Volume 1 – Arco 3
Capítulo 39: O Hospital Ducal
Vaia andava pelas ruas de Tzoldrich coçando as mãos de nervosismo.
O ar estava frio assim como toda manhã, mas ela continuava a se destacar com o vestido vermelho e preto de rosas entregue a ela por Yvelle. Também usava um cachecol que cobria sua cabeça como um capuz.
A duquesa havia falado com ela sobre o encontro no hospital.
Vaia sabia de seu dever, iria ficar de plantão para que Yvelle pudesse inspecionar as habilidades dela mais de perto, entretanto, a jovem também estava interessada em tirar o máximo de informações possíveis acerca da duquesa.
Pessoalmente, ela já se sentia mais confortável perto da mulher, por ela a ter acolhido, assim como os seus amigos lá em casa fizeram. Portanto, Vaia estava disposta a dar o benefício da dúvida sobre esses rumores de conluio com o norte e San-Solaris.
Por sorte, parece que boa parte das pessoas estavam vestindo roupas coloridas, além disso, algumas barracas em mercados da cidade estavam montando inventários de buquês de flores.
“Será que tem alguma data especial se aproximando? Tem algo a ver com flores, mas nós não estamos na primavera…”
As ruas ladrilhadas estavam silenciosas, com os raros momentos em que era possível ouvir latidos de cachorros ou murmúrios de conversas entre pessoas falando sobre a ocasião especial que estava se aproximando.
Os três sóis ainda brilhavam por trás das cordilheiras. Isso fazia com que Vaia testemunhasse uma vista bela do morro que subia até outros distritos de Tzoldrich, iluminado por postes de luz com eletricidade.

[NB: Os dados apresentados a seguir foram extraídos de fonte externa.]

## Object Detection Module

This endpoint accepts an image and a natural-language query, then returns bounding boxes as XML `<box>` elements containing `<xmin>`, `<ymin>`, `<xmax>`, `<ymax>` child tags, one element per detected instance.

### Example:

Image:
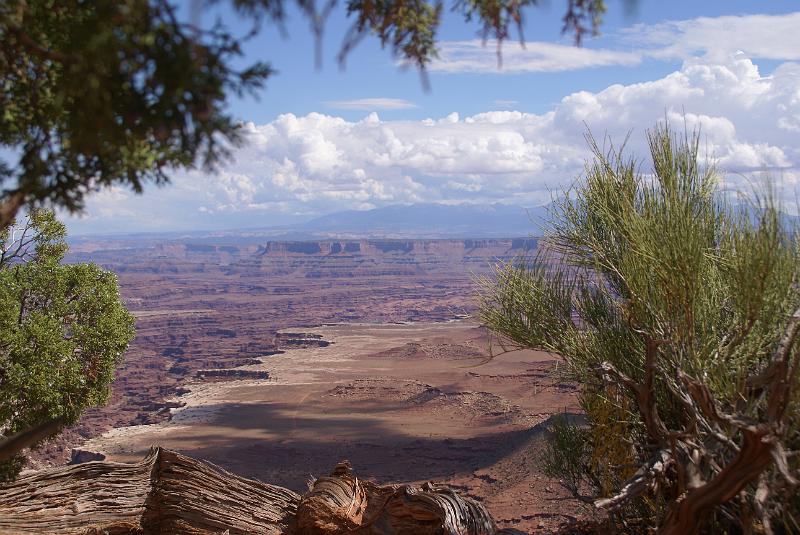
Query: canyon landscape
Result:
<box><xmin>34</xmin><ymin>236</ymin><xmax>585</xmax><ymax>533</ymax></box>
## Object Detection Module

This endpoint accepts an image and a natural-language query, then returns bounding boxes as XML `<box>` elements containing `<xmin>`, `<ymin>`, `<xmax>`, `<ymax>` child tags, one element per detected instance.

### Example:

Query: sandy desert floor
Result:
<box><xmin>82</xmin><ymin>320</ymin><xmax>585</xmax><ymax>533</ymax></box>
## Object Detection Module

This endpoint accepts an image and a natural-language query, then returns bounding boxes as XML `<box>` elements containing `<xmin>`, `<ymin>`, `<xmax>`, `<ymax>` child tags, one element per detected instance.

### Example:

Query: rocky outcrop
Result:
<box><xmin>195</xmin><ymin>368</ymin><xmax>269</xmax><ymax>379</ymax></box>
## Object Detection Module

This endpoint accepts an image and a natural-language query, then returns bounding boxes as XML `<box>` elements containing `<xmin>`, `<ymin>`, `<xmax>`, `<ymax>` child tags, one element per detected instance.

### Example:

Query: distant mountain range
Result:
<box><xmin>294</xmin><ymin>203</ymin><xmax>547</xmax><ymax>238</ymax></box>
<box><xmin>69</xmin><ymin>203</ymin><xmax>547</xmax><ymax>246</ymax></box>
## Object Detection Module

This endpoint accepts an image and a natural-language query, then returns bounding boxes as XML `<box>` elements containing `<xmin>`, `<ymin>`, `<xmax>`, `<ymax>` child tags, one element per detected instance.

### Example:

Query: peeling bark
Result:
<box><xmin>0</xmin><ymin>448</ymin><xmax>497</xmax><ymax>535</ymax></box>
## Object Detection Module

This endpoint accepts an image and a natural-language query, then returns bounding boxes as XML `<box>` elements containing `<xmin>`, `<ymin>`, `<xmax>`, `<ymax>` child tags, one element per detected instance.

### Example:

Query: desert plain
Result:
<box><xmin>37</xmin><ymin>238</ymin><xmax>587</xmax><ymax>533</ymax></box>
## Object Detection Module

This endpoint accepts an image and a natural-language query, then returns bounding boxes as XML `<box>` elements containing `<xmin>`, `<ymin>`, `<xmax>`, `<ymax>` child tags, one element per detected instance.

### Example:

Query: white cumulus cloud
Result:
<box><xmin>325</xmin><ymin>98</ymin><xmax>419</xmax><ymax>111</ymax></box>
<box><xmin>67</xmin><ymin>53</ymin><xmax>800</xmax><ymax>234</ymax></box>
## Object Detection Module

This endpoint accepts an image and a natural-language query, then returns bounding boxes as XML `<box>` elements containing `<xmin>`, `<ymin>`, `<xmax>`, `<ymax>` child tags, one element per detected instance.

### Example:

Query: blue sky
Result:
<box><xmin>67</xmin><ymin>0</ymin><xmax>800</xmax><ymax>233</ymax></box>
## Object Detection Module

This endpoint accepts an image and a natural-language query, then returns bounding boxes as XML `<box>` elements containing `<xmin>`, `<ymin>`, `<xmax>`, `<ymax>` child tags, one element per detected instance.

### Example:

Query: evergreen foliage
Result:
<box><xmin>482</xmin><ymin>126</ymin><xmax>800</xmax><ymax>534</ymax></box>
<box><xmin>0</xmin><ymin>210</ymin><xmax>134</xmax><ymax>477</ymax></box>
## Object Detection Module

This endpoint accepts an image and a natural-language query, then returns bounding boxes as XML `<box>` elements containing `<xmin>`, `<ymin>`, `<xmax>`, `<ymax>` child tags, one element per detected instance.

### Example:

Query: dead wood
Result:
<box><xmin>0</xmin><ymin>448</ymin><xmax>299</xmax><ymax>535</ymax></box>
<box><xmin>0</xmin><ymin>448</ymin><xmax>497</xmax><ymax>535</ymax></box>
<box><xmin>297</xmin><ymin>461</ymin><xmax>497</xmax><ymax>535</ymax></box>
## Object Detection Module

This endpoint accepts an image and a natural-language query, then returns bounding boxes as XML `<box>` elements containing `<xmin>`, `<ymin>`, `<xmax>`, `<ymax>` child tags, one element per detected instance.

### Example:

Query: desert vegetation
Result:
<box><xmin>0</xmin><ymin>210</ymin><xmax>134</xmax><ymax>480</ymax></box>
<box><xmin>482</xmin><ymin>125</ymin><xmax>800</xmax><ymax>534</ymax></box>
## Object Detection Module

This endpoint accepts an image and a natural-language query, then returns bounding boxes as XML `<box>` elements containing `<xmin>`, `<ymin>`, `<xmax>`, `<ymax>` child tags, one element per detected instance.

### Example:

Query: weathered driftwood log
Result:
<box><xmin>0</xmin><ymin>448</ymin><xmax>300</xmax><ymax>535</ymax></box>
<box><xmin>297</xmin><ymin>461</ymin><xmax>497</xmax><ymax>535</ymax></box>
<box><xmin>0</xmin><ymin>448</ymin><xmax>497</xmax><ymax>535</ymax></box>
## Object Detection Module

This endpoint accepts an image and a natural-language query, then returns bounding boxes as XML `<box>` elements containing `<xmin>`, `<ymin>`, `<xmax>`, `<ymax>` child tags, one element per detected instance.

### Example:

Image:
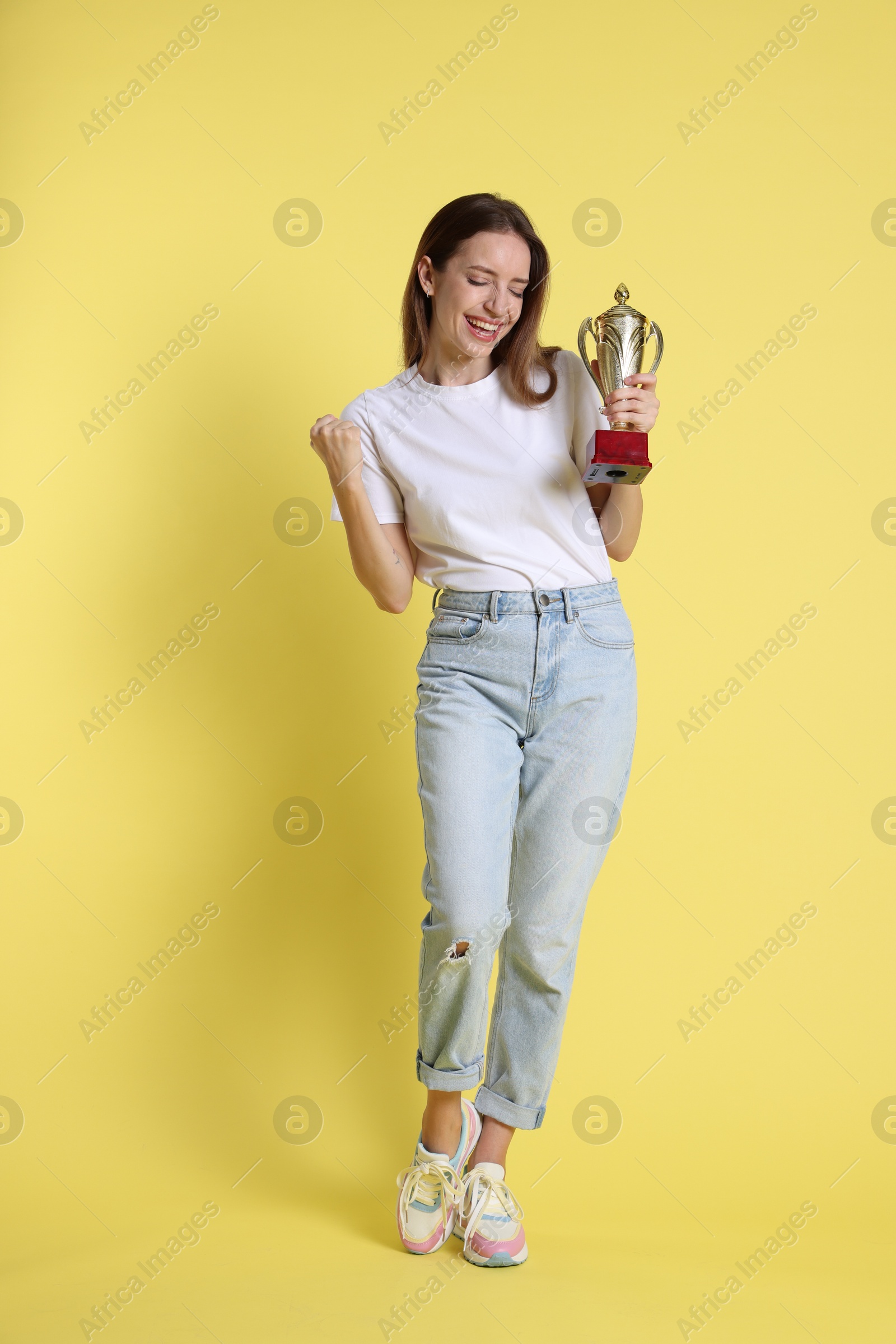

Ela se lembrou do breve tempo que passou em Arquoia antes de embarcar no navio de Heinrich. Comparado com Arquoia, Tzoldrich tinha uma atmosfera muito mais amigável.
“Arquoia era muito mais fria, úmida e cinzenta. De certa forma, recordar disso agora me deixa até depressiva”, pensou com a cabeça baixa.
Os tons de amarelo, laranja e vermelho permearam as montanhas e muralhas da grande cidade, colorindo os telhados e casas de Tzoldrich.
“Aqui é mais vivo, pacífico e amigável.”
Em resposta ao conforto que ela sentiu com a cena, uma das frases de Zaltan da noite anterior voltou à sua memória:
“Entendam que essa paz de vocês é uma farsa!” A última palavra ecoou em sua mente como uma dor de cabeça insuportável, até que Vaia agarrasse seu cachecol pelas pontas e puxasse, tentando amenizar a dor.
A moça apertou o passo até que chegasse ao hospital ducal depois de alguns minutos.
O prédio do hospital ainda estava igual ao dia em que Vaia saiu. Uma construção de cor amarelo pastel, com um grande pátio na frente.
Ele havia sido construído em uma área plana da cidade, o que permitia um tráfego bom de pessoas, além de ser central, o que não gerava a necessidade de outros hospitais espalhados, mesmo desconsiderando seu tamanho.
Vaia adentrou pelas portas principais da construção, se deparando com uma visão surpreendente.
Yvelle já estava reunida com outros doutores e enfermeiros. Vaia captou o contexto da conversa, deixando-a ainda mais constrangida.
— Porém, hoje, vocês devem aprender com ela.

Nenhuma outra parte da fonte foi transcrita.